The actions continue in a new section beginning in verse 10.  Here the psalmist reflects on the futility of the schemes of the powerful nations of the world, noting that neither wise counsel nor military power can ultimately bring stability.  We, of course, know that too, and have received a clear reminder in recent weeks as the Middle Eastern dictatorships have collapsed to be replaced with God-knows-what.  But then again, people of faith never forget this point.  The lessons of history — besides the one that there are no lessons! — surely signal to us the ultimate futility and even folly of human pursuits of power.  The psalmist takes this basic insight a step further by celebrating Yhwh as the God of history, the great maker and unmaker of human rulers.  God here becomes the one working for justice, using whatever human allies are at hand, but also holding them to account.

The conclusion comes in verses 18-22.  God is praiseworthy because of the persistent care for men and women who honor (v. 18) God and await the effects of God’s steadfast love.  When humans engage in trusting praise (and, as the prophets would add, live out the implications of that praise in their moral choices and actions), then God cares for them by rescuing them from death and all its allies and manifestations.  The relationship is reciprocal (both sides have obligations) but asymmetrical (those obligations are not equivalent, since humans are not equivalent to God).  Reciprocity and relationship are the surest tokens of God’s praiseworthiness.

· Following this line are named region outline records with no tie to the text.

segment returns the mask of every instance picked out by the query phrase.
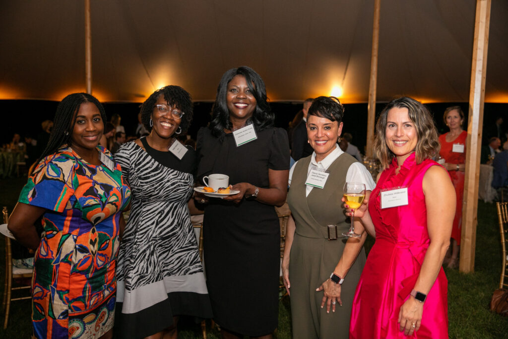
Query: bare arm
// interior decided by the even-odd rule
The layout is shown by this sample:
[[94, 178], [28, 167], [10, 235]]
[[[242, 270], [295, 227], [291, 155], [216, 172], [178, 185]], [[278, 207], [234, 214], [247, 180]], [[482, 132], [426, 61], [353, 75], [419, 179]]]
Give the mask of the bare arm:
[[[437, 277], [450, 246], [456, 203], [455, 189], [448, 174], [441, 167], [432, 166], [427, 171], [423, 186], [430, 243], [414, 288], [427, 294]], [[413, 331], [418, 330], [423, 312], [423, 303], [410, 296], [399, 313], [400, 330], [410, 335]], [[416, 325], [414, 329], [411, 328], [413, 323]]]
[[[350, 237], [347, 239], [346, 245], [344, 248], [342, 255], [339, 259], [339, 262], [333, 270], [333, 273], [335, 273], [340, 278], [345, 279], [345, 276], [347, 274], [351, 266], [356, 260], [358, 254], [362, 250], [363, 244], [367, 239], [367, 233], [363, 227], [363, 225], [359, 220], [355, 218], [355, 232], [360, 234], [361, 236], [359, 238]], [[340, 241], [340, 240], [339, 240]], [[331, 272], [330, 272], [331, 273]], [[340, 299], [341, 286], [338, 284], [335, 284], [332, 281], [331, 279], [328, 278], [321, 286], [316, 289], [316, 291], [324, 290], [323, 299], [321, 301], [321, 308], [325, 306], [326, 303], [326, 311], [327, 313], [330, 313], [330, 306], [332, 307], [332, 312], [335, 312], [335, 304], [333, 301], [337, 300], [341, 306], [342, 305], [342, 300]]]
[[285, 287], [288, 294], [290, 294], [290, 288], [291, 284], [289, 282], [289, 256], [291, 252], [291, 246], [293, 245], [293, 240], [295, 238], [295, 231], [296, 225], [293, 215], [290, 215], [288, 220], [288, 228], [286, 230], [285, 242], [284, 245], [284, 255], [282, 256], [282, 281]]
[[[289, 170], [276, 171], [268, 170], [269, 188], [262, 189], [258, 188], [259, 191], [256, 200], [267, 205], [273, 205], [280, 207], [285, 202], [288, 195], [288, 181], [289, 178]], [[235, 195], [226, 197], [225, 200], [240, 202], [244, 196], [253, 194], [256, 187], [248, 182], [239, 182], [233, 185], [233, 190], [238, 190], [240, 193]]]
[[9, 218], [7, 228], [20, 243], [35, 251], [41, 243], [41, 237], [34, 224], [46, 210], [43, 207], [18, 202]]

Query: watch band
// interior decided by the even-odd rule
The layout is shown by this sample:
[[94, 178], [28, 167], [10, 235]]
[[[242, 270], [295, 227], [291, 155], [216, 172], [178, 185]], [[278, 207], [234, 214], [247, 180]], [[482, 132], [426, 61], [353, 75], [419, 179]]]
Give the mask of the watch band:
[[427, 294], [424, 294], [422, 292], [418, 292], [414, 289], [411, 291], [411, 295], [420, 302], [425, 301], [425, 299], [427, 298]]
[[339, 285], [342, 285], [342, 283], [344, 282], [344, 279], [340, 278], [335, 273], [332, 272], [332, 274], [330, 276], [330, 279], [332, 282], [335, 284], [338, 284]]

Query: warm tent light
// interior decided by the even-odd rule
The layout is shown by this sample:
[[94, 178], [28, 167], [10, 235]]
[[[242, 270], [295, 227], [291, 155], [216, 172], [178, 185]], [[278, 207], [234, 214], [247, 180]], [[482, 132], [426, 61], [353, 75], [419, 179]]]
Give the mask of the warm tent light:
[[342, 87], [340, 86], [334, 86], [332, 88], [332, 90], [330, 93], [330, 95], [336, 98], [340, 98], [342, 96]]

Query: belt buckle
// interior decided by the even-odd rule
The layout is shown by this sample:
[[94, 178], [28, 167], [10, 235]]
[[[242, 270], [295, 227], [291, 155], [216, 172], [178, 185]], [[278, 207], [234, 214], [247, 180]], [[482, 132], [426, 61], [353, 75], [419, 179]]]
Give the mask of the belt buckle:
[[[338, 234], [337, 233], [337, 225], [328, 225], [328, 240], [337, 240], [338, 239]], [[335, 234], [335, 235], [334, 235]]]

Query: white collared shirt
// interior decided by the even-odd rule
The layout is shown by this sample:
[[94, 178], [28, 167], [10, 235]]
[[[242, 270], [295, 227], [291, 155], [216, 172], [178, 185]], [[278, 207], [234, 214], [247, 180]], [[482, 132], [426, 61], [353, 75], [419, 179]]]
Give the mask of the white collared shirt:
[[[340, 155], [344, 153], [342, 150], [340, 149], [339, 145], [335, 144], [335, 149], [332, 151], [332, 152], [326, 156], [324, 159], [320, 162], [316, 161], [316, 152], [312, 152], [312, 155], [311, 156], [310, 162], [309, 163], [309, 167], [307, 169], [307, 175], [309, 175], [309, 172], [310, 172], [310, 169], [312, 168], [313, 166], [320, 168], [320, 169], [323, 169], [326, 170], [328, 169], [328, 167], [330, 165], [335, 161], [337, 158], [338, 158]], [[300, 161], [299, 160], [298, 161]], [[293, 165], [291, 167], [291, 169], [289, 171], [289, 185], [291, 186], [291, 179], [293, 178], [293, 172], [295, 170], [295, 166], [298, 162], [296, 162], [295, 165]], [[363, 182], [365, 184], [365, 189], [367, 191], [372, 191], [374, 189], [374, 188], [376, 187], [375, 182], [372, 180], [372, 177], [369, 173], [369, 171], [367, 170], [365, 168], [365, 166], [363, 166], [363, 164], [358, 162], [355, 162], [351, 164], [350, 168], [347, 169], [347, 173], [346, 174], [346, 182]], [[307, 185], [305, 189], [305, 196], [308, 197], [309, 193], [312, 190], [313, 188], [312, 186]], [[338, 188], [337, 189], [342, 190], [343, 188]], [[318, 189], [319, 190], [320, 189]]]

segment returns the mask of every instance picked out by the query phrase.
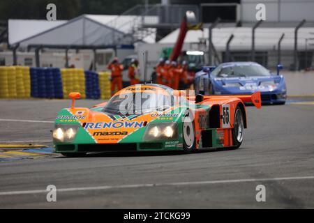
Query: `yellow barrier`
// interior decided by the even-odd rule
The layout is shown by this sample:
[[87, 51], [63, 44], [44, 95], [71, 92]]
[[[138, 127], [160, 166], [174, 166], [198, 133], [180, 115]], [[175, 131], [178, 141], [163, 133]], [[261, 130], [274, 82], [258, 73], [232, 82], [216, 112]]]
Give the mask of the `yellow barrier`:
[[24, 98], [31, 97], [29, 68], [0, 67], [0, 98]]
[[83, 69], [61, 69], [63, 98], [68, 98], [70, 92], [80, 92], [82, 99], [86, 98], [85, 74]]
[[100, 98], [107, 100], [111, 98], [111, 82], [110, 72], [100, 72], [99, 77], [99, 89], [100, 89]]
[[8, 68], [0, 67], [0, 98], [9, 98]]

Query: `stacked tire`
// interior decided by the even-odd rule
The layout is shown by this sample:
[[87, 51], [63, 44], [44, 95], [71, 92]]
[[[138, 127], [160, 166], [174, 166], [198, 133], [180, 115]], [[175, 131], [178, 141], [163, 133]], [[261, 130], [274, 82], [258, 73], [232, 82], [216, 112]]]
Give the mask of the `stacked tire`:
[[16, 72], [15, 67], [8, 67], [8, 86], [10, 98], [17, 98]]
[[37, 82], [38, 86], [38, 98], [46, 98], [47, 91], [46, 91], [46, 78], [45, 78], [45, 68], [37, 68]]
[[99, 99], [100, 98], [98, 74], [97, 72], [85, 71], [85, 89], [86, 98]]
[[110, 77], [110, 72], [100, 72], [98, 75], [100, 98], [103, 100], [108, 100], [111, 98], [111, 82]]
[[6, 67], [0, 67], [0, 98], [9, 98], [8, 68]]
[[37, 78], [37, 68], [31, 68], [31, 96], [39, 98], [38, 93], [38, 79]]
[[47, 98], [54, 98], [54, 77], [52, 69], [50, 68], [44, 68], [45, 84]]
[[61, 79], [65, 98], [68, 98], [70, 92], [80, 92], [81, 98], [86, 98], [85, 74], [83, 69], [62, 69]]
[[22, 67], [22, 72], [23, 75], [24, 98], [31, 97], [31, 77], [29, 67]]
[[24, 77], [22, 68], [20, 66], [15, 67], [15, 77], [16, 77], [16, 93], [17, 98], [25, 98], [25, 89], [24, 87]]
[[63, 98], [62, 79], [59, 68], [52, 68], [55, 98]]

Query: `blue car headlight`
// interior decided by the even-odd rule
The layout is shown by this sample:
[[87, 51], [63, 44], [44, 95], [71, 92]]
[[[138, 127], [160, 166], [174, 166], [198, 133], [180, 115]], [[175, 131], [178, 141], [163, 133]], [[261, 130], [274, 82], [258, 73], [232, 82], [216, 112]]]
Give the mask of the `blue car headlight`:
[[260, 84], [260, 87], [268, 87], [268, 89], [270, 91], [272, 91], [274, 89], [276, 89], [278, 86], [278, 84], [275, 83], [274, 81], [266, 81], [266, 82], [262, 82]]
[[52, 133], [54, 142], [71, 142], [80, 125], [57, 124]]
[[178, 134], [177, 123], [150, 123], [144, 134], [143, 140], [175, 139], [178, 138]]
[[241, 84], [239, 83], [224, 83], [223, 86], [225, 88], [239, 88], [240, 86], [241, 86], [242, 85], [241, 85]]

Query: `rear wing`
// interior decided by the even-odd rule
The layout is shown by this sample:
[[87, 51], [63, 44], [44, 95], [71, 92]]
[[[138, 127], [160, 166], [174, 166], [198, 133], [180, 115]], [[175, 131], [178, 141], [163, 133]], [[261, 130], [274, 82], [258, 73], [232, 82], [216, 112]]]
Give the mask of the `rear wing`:
[[244, 102], [251, 102], [257, 109], [262, 107], [262, 100], [260, 99], [260, 92], [256, 91], [252, 95], [210, 95], [204, 96], [204, 100], [210, 98], [237, 98]]

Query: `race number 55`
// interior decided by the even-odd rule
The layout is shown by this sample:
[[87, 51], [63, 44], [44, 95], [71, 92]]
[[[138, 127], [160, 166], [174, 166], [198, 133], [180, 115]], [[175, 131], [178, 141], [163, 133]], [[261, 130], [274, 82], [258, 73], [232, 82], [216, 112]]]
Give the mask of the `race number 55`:
[[230, 105], [223, 105], [223, 128], [230, 128]]

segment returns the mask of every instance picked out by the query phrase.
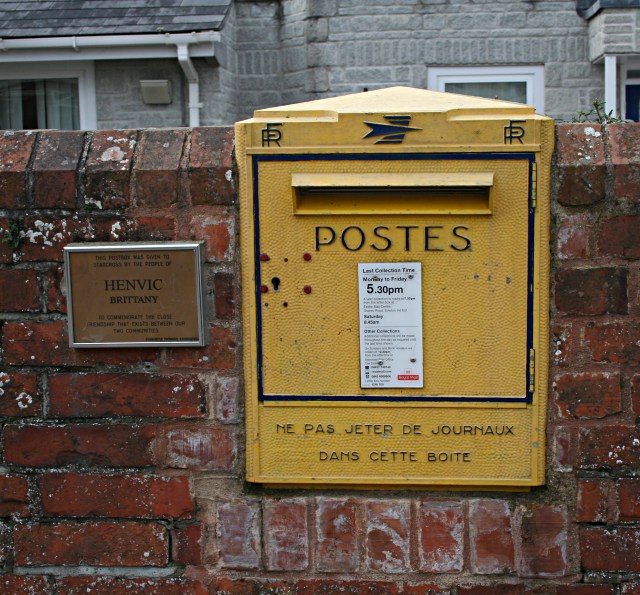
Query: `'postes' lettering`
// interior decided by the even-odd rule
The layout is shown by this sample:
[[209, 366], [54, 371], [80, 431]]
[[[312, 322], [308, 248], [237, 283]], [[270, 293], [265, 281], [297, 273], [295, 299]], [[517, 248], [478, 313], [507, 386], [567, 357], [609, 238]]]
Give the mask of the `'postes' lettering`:
[[332, 247], [357, 252], [371, 248], [379, 252], [387, 250], [422, 250], [424, 252], [442, 252], [455, 250], [464, 252], [471, 249], [471, 238], [466, 225], [377, 225], [366, 229], [357, 225], [347, 225], [335, 229], [330, 225], [317, 225], [315, 228], [316, 251]]

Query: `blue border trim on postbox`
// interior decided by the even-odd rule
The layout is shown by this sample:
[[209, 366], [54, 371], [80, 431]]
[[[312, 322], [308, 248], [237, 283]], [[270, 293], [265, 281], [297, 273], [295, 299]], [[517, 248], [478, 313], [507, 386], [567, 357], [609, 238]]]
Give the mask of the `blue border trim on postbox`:
[[[271, 154], [252, 155], [253, 172], [253, 218], [254, 218], [254, 273], [255, 273], [255, 299], [256, 299], [256, 357], [257, 380], [259, 401], [351, 401], [351, 402], [392, 402], [392, 403], [431, 403], [431, 402], [456, 402], [456, 403], [531, 403], [533, 392], [530, 390], [531, 377], [529, 357], [533, 349], [533, 272], [534, 272], [534, 247], [535, 247], [535, 208], [533, 206], [533, 168], [535, 153], [306, 153], [306, 154]], [[259, 165], [269, 161], [528, 161], [529, 162], [529, 191], [527, 202], [529, 205], [528, 220], [528, 264], [527, 264], [527, 353], [525, 361], [525, 396], [524, 397], [430, 397], [422, 396], [391, 396], [391, 395], [265, 395], [263, 390], [262, 373], [262, 285], [260, 275], [260, 183]], [[384, 389], [374, 389], [384, 390]]]

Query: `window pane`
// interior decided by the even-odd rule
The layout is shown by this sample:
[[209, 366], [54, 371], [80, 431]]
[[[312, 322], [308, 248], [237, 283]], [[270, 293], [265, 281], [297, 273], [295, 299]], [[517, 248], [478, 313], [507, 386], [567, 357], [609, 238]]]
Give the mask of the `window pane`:
[[524, 81], [503, 83], [445, 83], [445, 91], [458, 95], [475, 95], [487, 99], [502, 99], [527, 103], [527, 83]]
[[78, 79], [0, 81], [0, 128], [80, 128]]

The psalm ends by naming the creative tension in which believers always live.  Singers of the psalm call out, “O Yhwh, may your steadfast love be upon us, just as we wait for you.”  The reality of salvation is always almost present, just beyond our fingertips, and we long to grasp it fully.  We can taste it and smell it, and we long to make it fully our own.  And out of this longing for what we already have in part comes the awe that makes us whole people before the One who created us and all things.